According to Guin, 90 percent of homework is done in class, but students can access My Math Lab from any computer with internet access. In order to keep parents up to date with what their students are working on, Guin has also opened up the lab to parents of students in his class.

"I want the parents to be informed and know how we are teaching their student," Guin said. "A lot of the parents have taken classes at BPCC and other colleges, so when they see the program, they are familiar with it.

"I think it is important that parents sit down where their child sits in class, sees the computer and works the program," he continued. "Parent support and understanding is what I hope to get by opening up the classroom."

According to the STEM Goal Office, which is under the State Department of Education, My Math Lab is not intended to replace the teacher. Teachers use this tool as part of their weekly schedule.

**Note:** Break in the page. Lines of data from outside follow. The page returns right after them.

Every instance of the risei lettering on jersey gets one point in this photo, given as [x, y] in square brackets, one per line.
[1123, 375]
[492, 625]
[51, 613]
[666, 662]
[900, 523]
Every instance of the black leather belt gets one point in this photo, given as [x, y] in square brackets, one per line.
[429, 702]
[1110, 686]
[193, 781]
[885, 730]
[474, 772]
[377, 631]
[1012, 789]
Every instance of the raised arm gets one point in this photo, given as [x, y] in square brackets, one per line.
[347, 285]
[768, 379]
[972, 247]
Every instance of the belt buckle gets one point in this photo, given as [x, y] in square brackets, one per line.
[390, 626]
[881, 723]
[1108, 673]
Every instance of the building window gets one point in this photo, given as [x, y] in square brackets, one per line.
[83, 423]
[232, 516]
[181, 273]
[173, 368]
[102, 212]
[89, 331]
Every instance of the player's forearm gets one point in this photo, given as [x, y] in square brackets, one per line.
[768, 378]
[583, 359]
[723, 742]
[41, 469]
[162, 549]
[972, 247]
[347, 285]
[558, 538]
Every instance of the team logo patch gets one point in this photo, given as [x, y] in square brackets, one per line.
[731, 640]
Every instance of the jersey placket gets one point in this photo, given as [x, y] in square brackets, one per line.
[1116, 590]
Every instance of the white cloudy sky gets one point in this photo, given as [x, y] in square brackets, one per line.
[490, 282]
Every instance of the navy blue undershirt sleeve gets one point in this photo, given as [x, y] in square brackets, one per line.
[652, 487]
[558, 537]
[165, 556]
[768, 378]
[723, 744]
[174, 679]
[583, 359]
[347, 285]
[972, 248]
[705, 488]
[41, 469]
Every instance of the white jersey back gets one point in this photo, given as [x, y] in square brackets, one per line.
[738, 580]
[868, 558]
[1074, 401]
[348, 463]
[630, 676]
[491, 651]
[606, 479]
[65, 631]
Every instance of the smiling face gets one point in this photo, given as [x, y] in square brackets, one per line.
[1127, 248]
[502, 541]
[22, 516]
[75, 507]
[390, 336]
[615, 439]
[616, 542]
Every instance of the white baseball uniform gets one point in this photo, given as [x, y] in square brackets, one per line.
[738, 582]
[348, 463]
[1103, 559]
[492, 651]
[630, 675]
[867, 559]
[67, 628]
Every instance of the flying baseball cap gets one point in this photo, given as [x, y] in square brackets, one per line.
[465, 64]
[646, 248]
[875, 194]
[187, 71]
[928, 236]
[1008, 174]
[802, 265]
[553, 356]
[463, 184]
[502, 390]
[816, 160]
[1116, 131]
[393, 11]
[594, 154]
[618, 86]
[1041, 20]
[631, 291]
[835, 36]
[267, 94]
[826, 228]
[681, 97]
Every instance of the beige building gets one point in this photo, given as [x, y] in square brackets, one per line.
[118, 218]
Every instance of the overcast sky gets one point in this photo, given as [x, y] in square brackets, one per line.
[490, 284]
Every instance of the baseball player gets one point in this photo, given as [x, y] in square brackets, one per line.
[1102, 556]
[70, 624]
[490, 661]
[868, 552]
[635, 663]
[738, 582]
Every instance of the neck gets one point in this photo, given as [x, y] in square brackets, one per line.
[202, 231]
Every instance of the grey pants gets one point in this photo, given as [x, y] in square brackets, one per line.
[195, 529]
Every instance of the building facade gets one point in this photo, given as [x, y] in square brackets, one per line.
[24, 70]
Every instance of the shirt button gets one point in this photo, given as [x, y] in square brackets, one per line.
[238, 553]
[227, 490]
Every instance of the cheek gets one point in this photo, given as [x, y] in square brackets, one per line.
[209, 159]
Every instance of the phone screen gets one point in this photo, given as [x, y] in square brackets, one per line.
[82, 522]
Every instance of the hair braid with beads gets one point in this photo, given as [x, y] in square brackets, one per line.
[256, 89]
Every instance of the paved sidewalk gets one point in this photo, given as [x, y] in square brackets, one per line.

This classroom and lab teaching model has been used in courses at Louisiana State University, Southwestern University and Bossier Parish Community College. The University of New Orleans is currently working to implement the program as well.

Cost of the program is $35 per student per year, which is much less than the usual rate charged and the cost of a text book.

Additional savings could be seen at the district level if the number of students needing 8th grade LEAP remediation decreases.

Personnel Supervisor Charlotte Dean said this would not have been possible without a passion for education.

"Mr. Guin really sacrificed a lot of his time this summer and got so excited about bringing this program to Webster," Dean said. "His excitement was contagious and spread to Ms. (Elena) Black (Principal of WJH) and Mr. (Butch) Williams (then Superintendent of Webster Parish Schools).

"We were fortunate to have Mr. Williams set aside funding for this program," she said. "Initially, we were only going to try and bring it to one classroom, but Mr. Guin, Ms. Black and Mr. Williams found a way to bring it to nearly all of the 8th graders."

Dean went on to say some students will not use the My Math Lab in order to compare scores and see if the program is working as they hope.

"I think it will, but we want to make sure that if we spend the money on the lab that we are going to see the results," Dean said. "I hope one day this is something all of our students can use."

There are 191 students using the lab this year.

"Being able to have that many students use this program shows that where there is a will there is a way," Dean said. "And we have a lot of teachers and personnel in this parish who work hard to bring programs like this to our students."